The purpose of this tool is to open files from unknown sources without putting in danger the integrity of your system. Files are rendered through X11 mirroring from the Docker container to the host machine. Opened files are never opened in your environment and only have access to the mounted volumes / devices. The container does not have access to the internet. I chose Docker containers because they are fast, light, easy to build and have a great community that I trust about security.
The tool supports image, video, sound, pdf and text formats.
Make sure you have xhost and docker installed.
This command will open the current directory.

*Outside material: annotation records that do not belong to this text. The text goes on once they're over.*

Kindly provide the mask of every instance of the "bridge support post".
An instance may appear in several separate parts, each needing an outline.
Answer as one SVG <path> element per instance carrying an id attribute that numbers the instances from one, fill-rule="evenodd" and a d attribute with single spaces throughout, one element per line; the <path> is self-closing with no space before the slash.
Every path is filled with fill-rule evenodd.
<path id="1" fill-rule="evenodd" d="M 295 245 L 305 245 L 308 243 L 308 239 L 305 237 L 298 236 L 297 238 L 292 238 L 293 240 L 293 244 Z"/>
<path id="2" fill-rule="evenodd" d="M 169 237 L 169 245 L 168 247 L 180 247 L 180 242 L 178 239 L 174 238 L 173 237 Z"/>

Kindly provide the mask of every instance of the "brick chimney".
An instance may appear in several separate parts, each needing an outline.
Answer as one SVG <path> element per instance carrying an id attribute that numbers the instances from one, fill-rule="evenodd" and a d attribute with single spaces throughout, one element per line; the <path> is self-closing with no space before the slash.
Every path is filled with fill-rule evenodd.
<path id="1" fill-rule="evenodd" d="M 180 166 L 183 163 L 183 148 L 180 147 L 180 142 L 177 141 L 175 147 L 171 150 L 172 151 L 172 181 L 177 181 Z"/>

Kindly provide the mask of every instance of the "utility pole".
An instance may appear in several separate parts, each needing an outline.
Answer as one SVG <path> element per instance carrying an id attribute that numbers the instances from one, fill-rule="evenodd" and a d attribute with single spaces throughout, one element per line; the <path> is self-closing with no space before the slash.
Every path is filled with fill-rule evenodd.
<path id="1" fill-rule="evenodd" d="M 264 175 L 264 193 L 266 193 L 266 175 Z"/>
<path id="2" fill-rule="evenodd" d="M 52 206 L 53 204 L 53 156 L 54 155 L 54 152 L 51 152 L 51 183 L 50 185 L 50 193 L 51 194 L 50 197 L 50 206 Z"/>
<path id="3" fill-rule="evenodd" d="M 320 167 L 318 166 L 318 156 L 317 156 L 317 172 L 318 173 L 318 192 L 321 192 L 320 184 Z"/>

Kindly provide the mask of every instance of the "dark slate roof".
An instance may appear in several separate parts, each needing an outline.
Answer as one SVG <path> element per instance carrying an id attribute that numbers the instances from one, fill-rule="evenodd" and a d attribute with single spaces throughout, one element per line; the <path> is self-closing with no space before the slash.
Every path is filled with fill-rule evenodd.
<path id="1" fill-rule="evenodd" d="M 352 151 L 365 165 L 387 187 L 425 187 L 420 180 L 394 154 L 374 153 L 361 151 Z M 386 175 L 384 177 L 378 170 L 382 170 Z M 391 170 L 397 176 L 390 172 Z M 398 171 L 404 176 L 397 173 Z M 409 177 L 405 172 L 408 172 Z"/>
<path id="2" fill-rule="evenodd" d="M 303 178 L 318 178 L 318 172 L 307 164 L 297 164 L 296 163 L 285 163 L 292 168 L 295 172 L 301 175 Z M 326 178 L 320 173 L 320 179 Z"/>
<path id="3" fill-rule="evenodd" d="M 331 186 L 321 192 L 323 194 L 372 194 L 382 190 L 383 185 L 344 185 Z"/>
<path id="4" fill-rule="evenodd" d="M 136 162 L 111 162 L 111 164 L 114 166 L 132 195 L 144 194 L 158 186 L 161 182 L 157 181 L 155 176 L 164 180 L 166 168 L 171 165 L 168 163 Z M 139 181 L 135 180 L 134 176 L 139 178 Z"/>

$ xhost +local:docker && \
docker run --volume $PWD:/app/data:ro \
--volume /tmp/.X11-unix:/tmp/.X11-unix \
--network none \
--ipc host \
--env DISPLAY=unix${DISPLAY} \
--device /dev/snd \
--device /dev/dri \
lapwat/secure-open
To open another directory, replace $PWD with the absolute path you want to open into secure-open.
Remove ro option if you want to modify files mounted into the container.
| File type | Renderer | Associated extensions |
|---|---|---|
| Image | feh | tif, tiff, bmp, png, jpg, jpeg, gif, ico |
| Video | mpv | mkv, mp4, webm, avi |
| Sound | mpg123 | mp3 |
| xpdf | ||
| Text | leafpad | txt |
Unknown extensions will be opened as text files.
Do not hesitate to ask for support for more file types or extensions.